You might guess that Helen Thomson, a journalist who studies neuroscience, would be a fan of the late Oliver Sacks. And you’d be right. Like Sacks’ The Man Who Mistook His Wife for a Hat, Thomson’s Unthinkable features case studies of people who inhabit unimaginable realities, among them a man who believes he is a tiger, a woman who is continually lost and a man who feels the bodily sensations of others as he observes them.
Thomson brings to the project an eye for detail and narrative prowess, and unlike a scientific investigator such as Sacks, she does not seek to study these astonishing minds in clinical settings, but instead in more natural ones. Based in England, Thomson travels thousands of miles to meet her contacts and visit their homes. She asks the kinds of personal questions scientists might avoid. For instance, she queries one subject, who strongly associates people with colors, what color he associates with his mother—and even with Thomson herself.
Yet Thomson’s aim, ultimately, is to shed light on what each case can tell us about our own life experiences, particularly as they are mediated by the three-pound lump of flesh in our heads. How do we find our way around, perceive our bodies and record our memories?

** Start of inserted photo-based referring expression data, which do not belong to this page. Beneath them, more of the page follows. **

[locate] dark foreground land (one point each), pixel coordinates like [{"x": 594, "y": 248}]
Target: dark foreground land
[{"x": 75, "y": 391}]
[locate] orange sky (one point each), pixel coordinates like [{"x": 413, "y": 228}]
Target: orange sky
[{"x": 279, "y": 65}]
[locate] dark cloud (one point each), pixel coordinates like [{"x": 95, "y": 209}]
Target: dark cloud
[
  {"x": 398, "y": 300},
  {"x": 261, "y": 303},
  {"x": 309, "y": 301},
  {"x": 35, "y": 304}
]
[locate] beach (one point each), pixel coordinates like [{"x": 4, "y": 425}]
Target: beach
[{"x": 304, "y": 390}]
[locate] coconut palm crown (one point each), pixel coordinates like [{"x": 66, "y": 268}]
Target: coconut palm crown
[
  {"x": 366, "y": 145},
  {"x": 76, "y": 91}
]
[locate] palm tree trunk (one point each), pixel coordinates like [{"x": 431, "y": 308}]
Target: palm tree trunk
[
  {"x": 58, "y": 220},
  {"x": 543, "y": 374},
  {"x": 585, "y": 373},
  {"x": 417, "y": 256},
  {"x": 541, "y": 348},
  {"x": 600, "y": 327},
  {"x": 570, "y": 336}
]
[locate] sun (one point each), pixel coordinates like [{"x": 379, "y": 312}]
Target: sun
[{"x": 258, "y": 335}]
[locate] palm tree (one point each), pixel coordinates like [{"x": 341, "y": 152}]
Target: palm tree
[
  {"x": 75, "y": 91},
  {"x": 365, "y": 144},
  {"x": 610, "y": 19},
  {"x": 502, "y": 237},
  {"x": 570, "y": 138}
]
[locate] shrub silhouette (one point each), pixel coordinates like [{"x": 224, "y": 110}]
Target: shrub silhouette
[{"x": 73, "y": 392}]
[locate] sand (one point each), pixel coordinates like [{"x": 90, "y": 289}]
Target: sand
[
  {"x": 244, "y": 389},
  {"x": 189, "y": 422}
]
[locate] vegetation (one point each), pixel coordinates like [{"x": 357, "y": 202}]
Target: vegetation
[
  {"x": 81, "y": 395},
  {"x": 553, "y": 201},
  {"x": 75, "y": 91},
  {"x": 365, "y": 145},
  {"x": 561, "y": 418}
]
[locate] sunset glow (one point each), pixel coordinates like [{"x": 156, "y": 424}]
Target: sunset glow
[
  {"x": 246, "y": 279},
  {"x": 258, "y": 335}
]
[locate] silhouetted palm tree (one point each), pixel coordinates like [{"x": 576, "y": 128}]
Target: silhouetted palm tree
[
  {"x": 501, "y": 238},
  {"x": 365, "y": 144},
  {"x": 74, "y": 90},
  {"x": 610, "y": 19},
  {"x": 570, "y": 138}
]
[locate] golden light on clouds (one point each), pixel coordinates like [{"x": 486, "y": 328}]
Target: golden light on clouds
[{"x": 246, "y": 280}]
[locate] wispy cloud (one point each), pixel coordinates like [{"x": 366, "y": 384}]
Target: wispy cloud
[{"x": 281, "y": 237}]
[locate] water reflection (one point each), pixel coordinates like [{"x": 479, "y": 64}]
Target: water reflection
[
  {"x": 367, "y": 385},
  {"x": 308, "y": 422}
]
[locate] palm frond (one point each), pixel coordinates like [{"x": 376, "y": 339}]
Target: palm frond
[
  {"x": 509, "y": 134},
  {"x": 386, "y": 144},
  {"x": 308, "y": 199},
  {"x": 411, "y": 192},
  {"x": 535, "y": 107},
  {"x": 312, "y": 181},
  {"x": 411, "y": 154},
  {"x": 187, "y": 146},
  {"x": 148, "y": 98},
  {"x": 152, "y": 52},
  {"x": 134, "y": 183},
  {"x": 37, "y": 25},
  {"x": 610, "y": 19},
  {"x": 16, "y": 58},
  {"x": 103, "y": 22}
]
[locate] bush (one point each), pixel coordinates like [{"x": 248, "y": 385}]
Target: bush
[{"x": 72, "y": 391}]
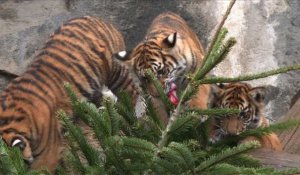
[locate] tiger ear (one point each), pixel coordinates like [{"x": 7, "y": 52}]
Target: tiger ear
[
  {"x": 170, "y": 41},
  {"x": 122, "y": 55},
  {"x": 216, "y": 89},
  {"x": 258, "y": 93}
]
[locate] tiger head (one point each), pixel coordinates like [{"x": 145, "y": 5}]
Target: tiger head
[
  {"x": 15, "y": 130},
  {"x": 249, "y": 100},
  {"x": 21, "y": 128},
  {"x": 162, "y": 55}
]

Neuroscience has exploded in the last two decades as imaging technology and a renewed exploration of human cognition have illuminated the inner workings of our minds like never before. Thomson traces the roots of this enterprise and shows how these extraordinary cases relate to ongoing investigations into the nature of perception. Fans of Sacks will enjoy and quickly devour this insightful and very readable book.